[LoRA] Add LoRA training script #1884

patrickvonplaten · 2023-01-02T07:39:40Z

Update:

Training seems to work fine -> see some results here (after 4min of training on a A100): https://wandb.ai/patrickvonplaten/stable_diffusion_lora/reports/LoRA-training-results--VmlldzozMzI4MTI3?accessToken=d7x29esww3nvbrilo18hyto784w4oep721jiqgophgzdhztytwko1stcscp38gld

Possible API:

The premise of LoRA is to add weights to the model and only train those so that the fine-tuned weights result in some very small portable weights.

Therefore it is important to add a new "LoRA weights loading API" which is currently implemented as follows:

#!/usr/bin/env python3
from diffusers import StableDiffusionPipeline
import torch

pipeline = StableDiffusionPipeline.from_pretrained("runwayml/stable-diffusion-v1-5", torch_dtype=torch.float16)
pipeline.unet.load_attn_procs("patrickvonplaten/lora")
pipeline.to("cuda")

prompt = "A photo of sks dog in a bucket"

images = pipeline(prompt, num_images_per_prompt=4).images
    
for i, image in enumerate(images):
    image.save(f"/home/patrick_huggingface_co/images/dog_{i}.png")

The idea is the following. During training only the loRA layers are saved which for the default rank=4 are only around 3MB: https://huggingface.co/patrickvonplaten/lora/blob/main/pytorch_attn_procs.bin

Those weights can then be downloaded easily from the Hub via a novel load_lora loading function as implemented here:
https://github.com/huggingface/diffusers/pull/1884/files#r1069869084

Co-authors:
Co-authored by: https://github.com/cloneofsimo - the first that came up with the idea of using LoRA for stable diffusion in the popular "lora" repo: https://github.com/cloneofsimo/lora

HuggingFaceDocBuilderDev · 2023-01-02T07:43:58Z

The documentation is not available anymore as the PR was closed or merged.

jrd-rocks · 2023-01-03T12:56:13Z

This is great, but should it be part of diffusers? Why not have this as an external library. Maybe this is more of a meta-comment, but imho there is no need for diffusers to be everything. It should be the base where other libraries can build on. To me this seems to be both easier to the contributors/maintainers of the "advanced" libraries and also for diffusers as such, as there's bound to be a difference in development speed/cadence of these new and shiny methods and the core, it won't be pleasant to have to update an amalgamation of code just because the one of the new shiny embedded libraries advances. The cloneofsimo/lora repo works very well with diffusers, wouldn't it be better to do all lora related development there (or if for this implementation is incompatible, just a new repo so that there are two lora flavored libraries, which i think is preferable over just putting everything in diffusers)

…add_lora_fine_tuning

cloneofsimo · 2023-01-03T20:31:08Z

I would say it is honor to have my project be an inspiration to become one of official huggingface source code, but I do have a feeling that we are reinventing the wheel here...

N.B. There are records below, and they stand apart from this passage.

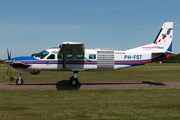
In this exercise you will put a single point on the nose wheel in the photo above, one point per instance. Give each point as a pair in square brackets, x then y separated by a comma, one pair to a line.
[74, 80]
[19, 81]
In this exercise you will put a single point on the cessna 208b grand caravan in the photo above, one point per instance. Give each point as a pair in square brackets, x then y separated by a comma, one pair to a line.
[72, 56]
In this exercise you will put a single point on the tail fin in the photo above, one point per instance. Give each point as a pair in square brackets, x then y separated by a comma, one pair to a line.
[163, 41]
[165, 36]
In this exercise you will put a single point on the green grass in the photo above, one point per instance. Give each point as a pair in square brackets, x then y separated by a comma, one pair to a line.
[126, 75]
[104, 104]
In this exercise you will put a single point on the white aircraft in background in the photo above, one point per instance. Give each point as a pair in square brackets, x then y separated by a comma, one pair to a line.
[72, 56]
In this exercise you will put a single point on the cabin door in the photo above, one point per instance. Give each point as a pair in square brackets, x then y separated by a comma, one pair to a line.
[105, 60]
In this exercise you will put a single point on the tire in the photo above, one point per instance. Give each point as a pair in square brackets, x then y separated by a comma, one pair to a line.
[19, 82]
[74, 81]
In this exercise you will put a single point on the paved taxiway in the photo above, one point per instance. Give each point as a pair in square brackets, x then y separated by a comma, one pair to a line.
[64, 85]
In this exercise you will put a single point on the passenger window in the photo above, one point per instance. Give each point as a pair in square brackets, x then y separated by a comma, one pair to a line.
[92, 56]
[42, 54]
[52, 56]
[60, 56]
[69, 56]
[80, 56]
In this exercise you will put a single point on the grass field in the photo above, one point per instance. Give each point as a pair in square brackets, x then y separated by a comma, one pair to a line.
[105, 104]
[131, 104]
[145, 73]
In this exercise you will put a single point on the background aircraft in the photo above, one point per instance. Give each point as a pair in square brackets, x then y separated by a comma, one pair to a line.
[72, 56]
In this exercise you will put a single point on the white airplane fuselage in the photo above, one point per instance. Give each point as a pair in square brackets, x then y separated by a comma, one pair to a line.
[72, 56]
[93, 59]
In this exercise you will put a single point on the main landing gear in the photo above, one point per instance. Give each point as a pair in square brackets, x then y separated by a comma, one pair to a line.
[74, 80]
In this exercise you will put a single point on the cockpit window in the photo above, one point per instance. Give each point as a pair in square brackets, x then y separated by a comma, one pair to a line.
[42, 54]
[52, 56]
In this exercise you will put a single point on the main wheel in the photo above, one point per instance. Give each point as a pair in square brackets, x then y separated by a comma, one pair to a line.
[74, 81]
[19, 82]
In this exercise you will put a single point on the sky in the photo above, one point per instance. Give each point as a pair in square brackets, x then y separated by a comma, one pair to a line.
[31, 26]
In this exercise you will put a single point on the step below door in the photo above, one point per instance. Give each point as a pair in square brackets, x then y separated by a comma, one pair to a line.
[105, 60]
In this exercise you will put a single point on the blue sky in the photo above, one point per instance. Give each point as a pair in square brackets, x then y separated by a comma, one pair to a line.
[30, 26]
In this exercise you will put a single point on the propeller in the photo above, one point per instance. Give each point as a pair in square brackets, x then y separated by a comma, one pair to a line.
[9, 64]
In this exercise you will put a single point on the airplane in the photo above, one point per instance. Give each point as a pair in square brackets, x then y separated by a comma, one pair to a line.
[72, 56]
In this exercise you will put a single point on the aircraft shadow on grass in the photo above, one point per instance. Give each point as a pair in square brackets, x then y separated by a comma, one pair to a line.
[64, 84]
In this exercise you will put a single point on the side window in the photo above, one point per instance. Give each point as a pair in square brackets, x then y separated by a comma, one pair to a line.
[92, 56]
[52, 56]
[60, 56]
[80, 56]
[69, 56]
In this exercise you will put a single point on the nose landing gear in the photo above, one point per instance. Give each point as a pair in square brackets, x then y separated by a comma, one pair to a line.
[74, 80]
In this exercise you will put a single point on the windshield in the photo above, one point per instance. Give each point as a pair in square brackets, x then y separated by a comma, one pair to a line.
[42, 54]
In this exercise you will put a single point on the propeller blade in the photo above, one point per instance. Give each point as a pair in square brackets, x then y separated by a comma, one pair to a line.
[8, 69]
[9, 55]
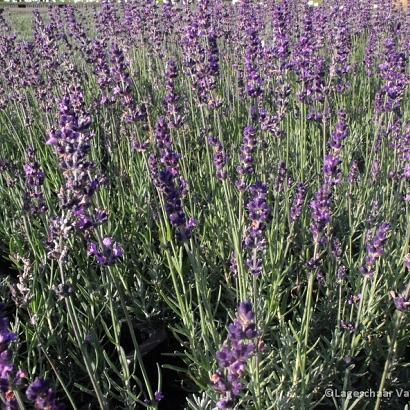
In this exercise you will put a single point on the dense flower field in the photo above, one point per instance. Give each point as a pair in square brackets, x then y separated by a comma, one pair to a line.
[205, 206]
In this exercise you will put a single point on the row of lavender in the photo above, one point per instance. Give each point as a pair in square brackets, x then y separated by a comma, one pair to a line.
[232, 177]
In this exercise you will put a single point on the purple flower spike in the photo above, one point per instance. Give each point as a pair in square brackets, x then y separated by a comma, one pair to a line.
[233, 356]
[159, 396]
[254, 241]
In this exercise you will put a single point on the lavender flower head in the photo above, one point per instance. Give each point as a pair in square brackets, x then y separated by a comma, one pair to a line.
[233, 356]
[321, 213]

patrickvonplaten · 2023-01-04T13:21:34Z

Hey @jrd-rocks and @cloneofsimo,

Thanks for your comments - it's super nice to see that other repositories such as https://github.com/cloneofsimo/lora are using diffusers.

@cloneofsimo, would it be ok if we state you as one of the authors of this script and link to your GitHub repo? (or would you maybe like to help with this PR to make you an author by commit?)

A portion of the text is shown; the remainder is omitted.